Читаем Alfred Hitchcock’s Mystery Magazine. Vol. 34, No. 13 & 14, Winter 1989 полностью

“Like hell,” Neal snapped, and bolted for the hall. But of course there were other cops out there, and he didn’t get far. When they had subdued him and pulled him back into the dining room, Neal glowered sullenly at Vincent.

“How’d you know? Just tell me that.”

Vincent said, “It was Mr. Ross here. He saw the handwriting on the wall. Or rather, on the mirror.”

The Alias

by Lawton O’Connor

“If I were to commit a crime,” said Mr. Nelson West over the bridge table that evening, “it would be for money, and only for money. But I would have the good sense to leave most of the money untouched afterwards.”

“Then what is the point,” his wife said, “in stealing it at all?”

“Ah,” West said. “If you steal enough to begin with, you can use just a small portion of the money and still have enough to have made the crime worthwhile. The trouble with these big bank and payroll robberies is the robbers always become greedy afterwards. They’re not content to spend just the used bills. They have to spend the new bills too, and that way they get caught. Greed.” He shook his head.

Mr. George Simpson, proprietor of the Greater Arizona Realty Company, played a low club from the dummy. “I’ve always thought,” he said, “that one of the reasons they get caught is there’s more than one of them in on the robbery. The police catch one, he tells on the others; or they get mad at each other; or whatever.”

“That’s another thing,” West said. “The crime must be executed by one man. Never trust anyone.”

“But one man alone can’t steal a lot of money,” Simpson said. “It takes timing and planning and somebody to drive the car and so on and so forth.”

“True,” West said.

“Well,” Simpson said with a laugh, putting up a trump from his own hand, “all I can say for you, Nelson, is I’m glad you work for me. By your own definition, you’ll never commit a crime.”


If it had not been for Mr. Hathaway, Simpson would have been right about West. Mr. Hathaway just happened. He came along out of the blue at a time when Nelson West, himself new to Arizona, had been working for Simpson’s Greater Arizona Realty Company, as a sales agent, for no more than four months.

Simpson called West into his inner office. “There’s a guy named Hathaway waiting outside. Take the keys to the Ford place out in the desert and see if you can sell it to him.”

“That deserted monstrosity?” West said. “You couldn’t give it away.”

“This is one nut who just might buy it,” Simpson said. “I’ve been talking to him. He’s an eccentric. Wanted to know the name of a good bank out here, and when I told him, he asked me for the name of another good bank. He’s out here from the East. Rich old guy. No relatives, no ties. Wants to be away by himself.”

West shrugged and went outside and met Mr. Hathaway. Then the two of them got into West’s car and started east, toward the desert.

“I want to stop at a bank first,” Hathaway said. “I’m carrying a lot of money around with me.”

“Mr. Simpson said you were interested in relocating here,” West said. “It’s certainly marvelous country.”

“I’m interested in more than one bank,” Hathaway said. “Two hundred thousand dollars is too much to put in any one bank.”

West swallowed. “Well,” he said, “the thing to do is get it into one bank for now. There’s one in Mesa that has branches all over the state. So we can stop there, and later — tomorrow or the next day — you can transfer some of it. This way you know it’ll be safe. Won’t have to carry it around with you.”

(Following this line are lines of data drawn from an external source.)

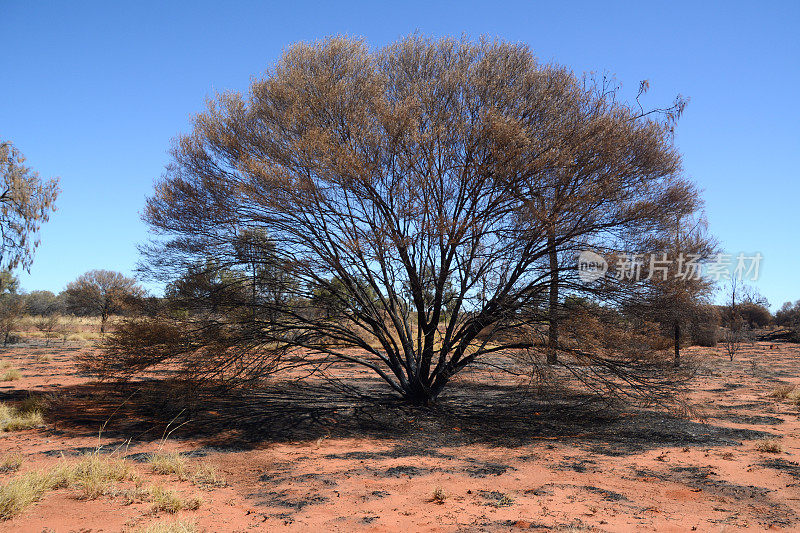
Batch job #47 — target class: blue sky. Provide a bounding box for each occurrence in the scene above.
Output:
[0,0,800,309]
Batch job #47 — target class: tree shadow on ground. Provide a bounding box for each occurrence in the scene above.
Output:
[28,372,772,457]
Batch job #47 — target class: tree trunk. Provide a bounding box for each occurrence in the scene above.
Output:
[547,233,558,365]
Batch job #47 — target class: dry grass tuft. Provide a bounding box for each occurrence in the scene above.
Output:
[0,453,22,472]
[192,463,223,488]
[756,439,783,453]
[0,368,22,381]
[0,453,138,520]
[150,485,202,514]
[428,487,447,505]
[0,402,44,432]
[0,472,59,520]
[769,384,795,400]
[68,453,139,500]
[148,452,189,481]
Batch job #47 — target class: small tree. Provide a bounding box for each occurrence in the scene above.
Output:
[25,291,66,316]
[0,141,59,269]
[0,270,24,344]
[64,270,145,333]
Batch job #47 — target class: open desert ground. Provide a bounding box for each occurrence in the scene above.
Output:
[0,340,800,533]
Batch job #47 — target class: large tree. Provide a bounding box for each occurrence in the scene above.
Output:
[103,36,695,403]
[0,140,59,270]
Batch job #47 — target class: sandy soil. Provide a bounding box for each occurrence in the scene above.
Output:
[0,343,800,533]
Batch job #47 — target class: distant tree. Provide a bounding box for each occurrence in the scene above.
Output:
[626,208,717,366]
[25,291,66,316]
[64,270,145,333]
[775,300,800,329]
[0,270,25,344]
[0,140,59,269]
[739,301,772,329]
[722,276,770,361]
[98,36,696,404]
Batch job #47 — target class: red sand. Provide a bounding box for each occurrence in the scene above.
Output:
[0,343,800,533]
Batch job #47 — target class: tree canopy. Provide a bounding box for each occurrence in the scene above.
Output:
[103,35,708,403]
[0,140,60,270]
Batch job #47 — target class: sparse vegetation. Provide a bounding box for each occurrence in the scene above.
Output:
[192,463,223,488]
[756,439,783,453]
[0,403,44,432]
[147,452,189,481]
[430,487,447,505]
[0,368,22,381]
[150,485,202,514]
[769,384,796,400]
[0,453,22,473]
[135,520,197,533]
[0,453,202,520]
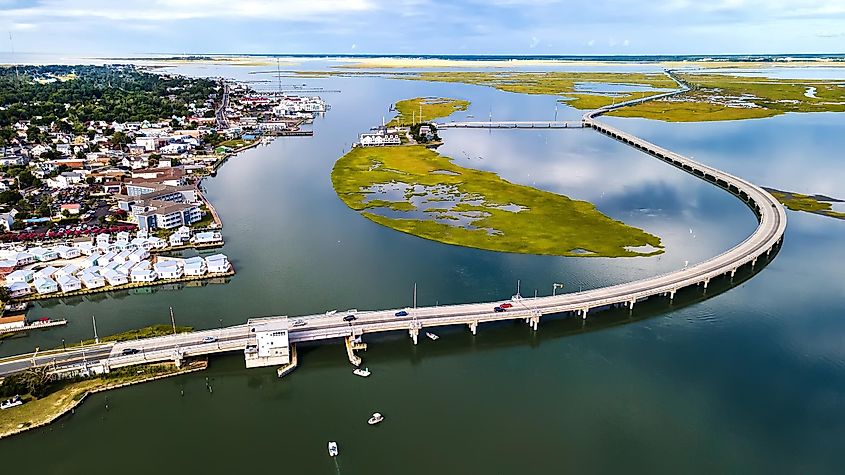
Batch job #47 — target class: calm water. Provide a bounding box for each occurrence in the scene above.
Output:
[0,68,845,474]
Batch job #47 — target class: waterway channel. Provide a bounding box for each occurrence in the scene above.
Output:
[0,63,845,474]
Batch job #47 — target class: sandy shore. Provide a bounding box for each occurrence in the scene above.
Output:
[335,58,845,69]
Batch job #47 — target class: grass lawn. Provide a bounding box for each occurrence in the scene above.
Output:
[0,363,204,437]
[332,145,663,257]
[68,324,194,346]
[609,74,845,122]
[388,97,469,125]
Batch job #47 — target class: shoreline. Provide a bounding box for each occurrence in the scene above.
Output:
[0,359,208,439]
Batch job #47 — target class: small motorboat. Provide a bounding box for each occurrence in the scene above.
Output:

He drove Hathaway to the bank in Mesa, and while Hathaway was inside, he went down the street to a large sporting goods store and bought some bullets and five one-gallon jugs of muriatic acid, which is commonly used for cleaning and regulating swimming pools. He placed these articles in the trunk of his car and was sitting at the wheel when Mr. Hathaway came out of the bank.

“Now let’s see that Ford place.”

West nodded, and they drove a good distance into the desert.

“They were very nice at the bank,” Hathaway said. “I told them I wouldn’t be using the money till they had cleared my cashier’s check back east, but that as soon as possible I wanted to transfer some of it to another bank. They said they understood.”

“Good,” West said. He turned onto a road that was hardly a road at all, leading to a scrubby ridge of hills.

“Nobody around for miles, is there?” Hathaway said.

“You want privacy, here it is.”

“I should think you’d be afraid driving this wasteland by yourself.”

“We all carry guns in the glove compartment,” the real estate agent said. He reached over and opened the glove compartment. “See?” He took out the gun and showed it to Hathaway, then drew back a little and shot the other man twice.